To me, the most salient passage of the Conkling letter is this:
But negroes, like other people, act upon motives. Why should they do any thing for us, if we will do nothing for them? If they stake their lives for us, they must be prompted by the strongest motive–even the promise of freedom. And the promise being made, must be kept.
There are three things that make this text so notable. First, it explicitly acknowledges the agency of African Americans. Negroes will not do something for nothing; Lincoln recognizes that they must be given good reason to act in favor of the Union. And he feels that if they are given good reason, they will act.
Second, Lincoln is under no illusion that African Americans are fighting for the same thing as white northerners. For African Americans, 90% of whom are enslaved southerners, the idea of preserving the Union – the so-called Union Cause – had limited resonance. A Union preserved with slavery intact was not going to garner the support of the black population. Lincoln understood that the price of black support was the promise of freedom; nothing else would do.
And finally, Lincoln characterizes the Proclamation as, essentially, a transaction. The Union is making a deal with African Americans: it promises freedom to the Negro, in exchange for the Negro’s support in destroying the Confederate regime. And Lincoln says emphatically: we will keep this promise.

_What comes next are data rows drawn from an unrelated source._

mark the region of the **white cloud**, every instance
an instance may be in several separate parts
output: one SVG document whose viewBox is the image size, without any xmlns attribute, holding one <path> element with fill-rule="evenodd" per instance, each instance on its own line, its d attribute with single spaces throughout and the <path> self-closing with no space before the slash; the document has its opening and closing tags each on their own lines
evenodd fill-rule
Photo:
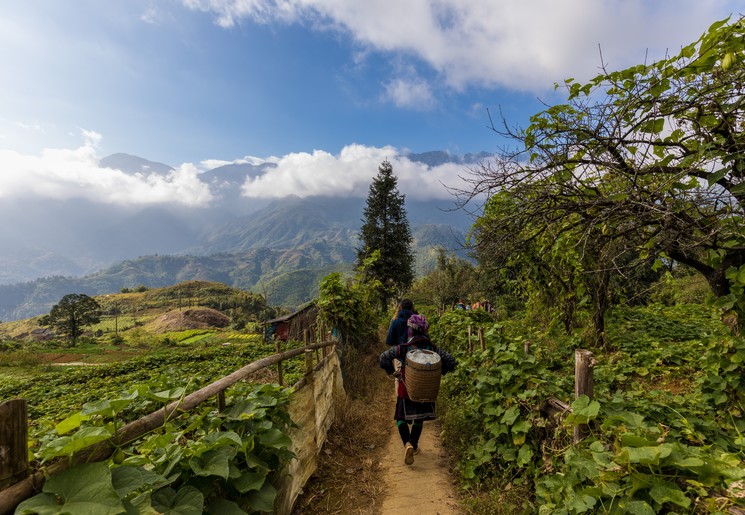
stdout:
<svg viewBox="0 0 745 515">
<path fill-rule="evenodd" d="M 450 199 L 447 186 L 461 185 L 463 165 L 445 164 L 428 168 L 412 162 L 394 147 L 348 145 L 338 155 L 316 150 L 293 153 L 276 159 L 276 168 L 247 179 L 243 195 L 281 198 L 288 195 L 367 197 L 370 183 L 384 160 L 390 161 L 398 178 L 398 189 L 411 199 Z"/>
<path fill-rule="evenodd" d="M 285 156 L 246 156 L 235 161 L 208 159 L 198 165 L 184 163 L 167 175 L 127 174 L 101 168 L 96 145 L 100 134 L 82 130 L 84 144 L 78 148 L 44 149 L 39 155 L 0 149 L 0 200 L 87 199 L 117 205 L 175 203 L 205 206 L 218 201 L 209 184 L 200 180 L 205 170 L 226 164 L 272 163 L 242 187 L 246 197 L 281 198 L 289 195 L 367 197 L 380 164 L 388 160 L 398 178 L 398 189 L 417 200 L 452 199 L 446 186 L 463 186 L 459 175 L 465 168 L 445 164 L 433 168 L 410 161 L 405 151 L 391 146 L 348 145 L 338 154 L 323 150 Z"/>
<path fill-rule="evenodd" d="M 432 90 L 421 79 L 394 79 L 385 86 L 385 98 L 398 107 L 429 109 L 435 104 Z"/>
<path fill-rule="evenodd" d="M 451 88 L 544 91 L 598 72 L 658 59 L 742 8 L 734 0 L 182 0 L 223 27 L 248 18 L 348 34 L 381 52 L 413 56 Z"/>
<path fill-rule="evenodd" d="M 154 25 L 158 21 L 158 10 L 150 6 L 140 15 L 140 20 L 148 25 Z"/>
<path fill-rule="evenodd" d="M 205 205 L 212 200 L 207 185 L 191 164 L 167 176 L 128 175 L 100 168 L 96 145 L 101 135 L 82 130 L 85 143 L 75 149 L 45 149 L 40 155 L 0 150 L 0 199 L 85 198 L 112 204 L 178 203 Z"/>
</svg>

And of course, all Lincoln could do is promise freedom. He was the president of the United States, not the Confederate States. The Proclamation infuriated Confederate slaveholders, but it had no legal power over them. It could not compel enslavers to free the enslaved; only a military victory by the Union could provide such compulsion.

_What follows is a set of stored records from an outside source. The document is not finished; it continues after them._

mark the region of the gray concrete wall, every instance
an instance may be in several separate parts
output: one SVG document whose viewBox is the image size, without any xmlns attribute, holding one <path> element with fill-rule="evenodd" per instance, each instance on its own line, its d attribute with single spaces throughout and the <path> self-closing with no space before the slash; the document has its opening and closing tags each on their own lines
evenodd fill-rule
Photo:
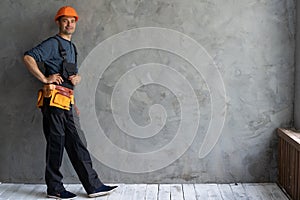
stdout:
<svg viewBox="0 0 300 200">
<path fill-rule="evenodd" d="M 103 181 L 276 180 L 275 130 L 293 122 L 295 1 L 4 0 L 0 181 L 43 182 L 41 84 L 22 54 L 57 32 L 65 4 L 80 15 L 78 106 Z M 62 172 L 77 182 L 67 156 Z"/>
<path fill-rule="evenodd" d="M 297 130 L 300 130 L 300 35 L 298 30 L 300 27 L 300 4 L 296 3 L 296 52 L 295 52 L 295 104 L 294 104 L 294 125 Z"/>
</svg>

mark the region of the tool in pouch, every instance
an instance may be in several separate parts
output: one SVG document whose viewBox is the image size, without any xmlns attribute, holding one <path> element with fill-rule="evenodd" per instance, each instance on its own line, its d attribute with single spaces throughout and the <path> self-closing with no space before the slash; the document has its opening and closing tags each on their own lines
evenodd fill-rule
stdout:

As we know, both parties to the deal kept up their side of the bargain. Over 200,000 African Americans served in the Union military. And thousands of black civilians acted as spies, scouts, laborers, servants, and otherwise helped the Union military. African Americans were an integral part of the Union war effort that defeated the Confederate States.
And the United States abided by the deal with the passage of the 13th Amendment, which abolished slavery everywhere in the United States. On a de jure basis at least, the enslaved were forever free.
Sadly, when I talk to people about the Emancipation Proclamation, they have the notion that the Proclamation, in and of itself, ended slavery. It’s as if Lincoln was god-like; he gave the word, the word was made flesh, and freedom rang throughout the land. But as Lincoln himself suggests, it was nowhere near that simple.